To select a next guess I sampled some of the potential solutions and found ones that would lead to the most other candidates being eliminated no matter the response (min-max). Anyway, it wasn‘t the fastest, and I ran into some weird (hidden) timeout issues and it kept failing. I don‘t know what the timeout on the server actually was, because it wasn‘t explicitly stated, which was annoying.

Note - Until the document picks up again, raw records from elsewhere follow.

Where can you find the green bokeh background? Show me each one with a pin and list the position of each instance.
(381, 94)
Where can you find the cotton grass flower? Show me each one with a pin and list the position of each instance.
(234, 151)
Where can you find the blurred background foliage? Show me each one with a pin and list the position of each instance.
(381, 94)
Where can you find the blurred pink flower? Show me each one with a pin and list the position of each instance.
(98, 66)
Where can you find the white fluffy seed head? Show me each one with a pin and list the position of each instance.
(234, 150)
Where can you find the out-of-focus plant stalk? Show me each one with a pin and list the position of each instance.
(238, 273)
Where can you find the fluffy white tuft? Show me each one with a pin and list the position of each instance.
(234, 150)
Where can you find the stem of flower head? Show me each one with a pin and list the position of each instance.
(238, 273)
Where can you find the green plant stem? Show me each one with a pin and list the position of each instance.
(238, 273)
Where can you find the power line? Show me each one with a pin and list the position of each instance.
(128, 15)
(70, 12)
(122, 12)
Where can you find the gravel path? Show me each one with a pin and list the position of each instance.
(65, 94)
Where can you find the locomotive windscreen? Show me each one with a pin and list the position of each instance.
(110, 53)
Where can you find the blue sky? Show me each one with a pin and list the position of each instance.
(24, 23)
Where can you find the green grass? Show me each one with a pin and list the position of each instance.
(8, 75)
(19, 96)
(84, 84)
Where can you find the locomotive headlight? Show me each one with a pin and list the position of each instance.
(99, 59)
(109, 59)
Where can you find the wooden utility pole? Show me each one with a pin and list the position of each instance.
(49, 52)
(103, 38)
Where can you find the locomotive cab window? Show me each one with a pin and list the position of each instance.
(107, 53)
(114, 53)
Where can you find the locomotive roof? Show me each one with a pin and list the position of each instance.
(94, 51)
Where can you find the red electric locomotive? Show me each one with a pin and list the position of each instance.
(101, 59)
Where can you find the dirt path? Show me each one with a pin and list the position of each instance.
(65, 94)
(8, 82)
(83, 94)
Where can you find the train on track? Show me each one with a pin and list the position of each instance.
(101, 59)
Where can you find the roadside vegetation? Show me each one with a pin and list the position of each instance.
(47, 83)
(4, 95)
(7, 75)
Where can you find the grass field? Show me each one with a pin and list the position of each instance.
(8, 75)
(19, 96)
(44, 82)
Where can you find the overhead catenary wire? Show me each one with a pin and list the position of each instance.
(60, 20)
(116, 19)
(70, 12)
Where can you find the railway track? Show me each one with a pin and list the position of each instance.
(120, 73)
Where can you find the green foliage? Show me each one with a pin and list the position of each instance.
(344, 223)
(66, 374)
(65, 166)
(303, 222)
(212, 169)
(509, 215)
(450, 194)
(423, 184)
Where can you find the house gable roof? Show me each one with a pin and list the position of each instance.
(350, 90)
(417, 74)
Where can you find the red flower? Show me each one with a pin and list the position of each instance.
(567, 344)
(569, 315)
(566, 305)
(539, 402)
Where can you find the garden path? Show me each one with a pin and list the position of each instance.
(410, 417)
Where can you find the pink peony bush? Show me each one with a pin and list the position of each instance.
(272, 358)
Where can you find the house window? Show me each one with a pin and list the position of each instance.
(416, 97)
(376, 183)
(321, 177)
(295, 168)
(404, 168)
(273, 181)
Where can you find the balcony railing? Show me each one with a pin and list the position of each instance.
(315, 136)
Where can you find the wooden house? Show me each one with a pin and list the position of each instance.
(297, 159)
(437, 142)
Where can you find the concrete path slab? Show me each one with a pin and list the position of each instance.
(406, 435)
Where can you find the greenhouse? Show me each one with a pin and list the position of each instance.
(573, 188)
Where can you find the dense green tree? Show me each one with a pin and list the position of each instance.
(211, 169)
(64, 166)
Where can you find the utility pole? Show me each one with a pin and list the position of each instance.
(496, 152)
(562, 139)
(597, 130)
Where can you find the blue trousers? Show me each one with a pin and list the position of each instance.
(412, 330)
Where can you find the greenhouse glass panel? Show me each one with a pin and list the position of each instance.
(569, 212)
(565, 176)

I then changed it to use a different approach, where I would generate a small set of “best candidates“ solutions (initially random) and just keep iteritatively randomizing them until reaching some local maximum where they would all give approximately the same answers as the answers I had gotten from the server, adding more random candidates that again get mutated down to “good candidates“ when previous ones end up identical. For each guess I just used the best candidate I had so far.

```
def local_mutate(self, ch):
tmp = list(ch)
f = self.score(ch)
order = list(range(self.P))
random.shuffle(order)
for i in order:
p, tmp[i] = tmp[i], random.randrange(self.N)
nf = self.score(tmp)
if nf < f:
f = nf
else:
tmp[i] = p
return f, tuple(tmp)
def score(self, cand):
"Score a guess based on previous guesses and responses"
f = 0.0
cntc = Counter(cand)
for g, r, w in self.history:
r_ = sum(x==y for x,y in zip(g,cand))
w_ = sum((Counter(g) & cntc).values())
f += self.bull_weight * abs(r_-r)
f += abs(w_-w)
return f
```

This is more of a genetic algorithm approach, kind of similar to something I‘ve done when finding a factorization where the primes had very specific bit patterns applied to them. It turned out this approach worked surprisingly well actually, and immediately gave the flag:

```
b'level passed, good job\n'
b'you earned it : zh3r0{wh3n_3asy_g4m3s_b3come_unnecessarily_challenging}\n'
```

It was also much faster than the full “brute force“ numpy solution, even though here I did everything in slow Python code.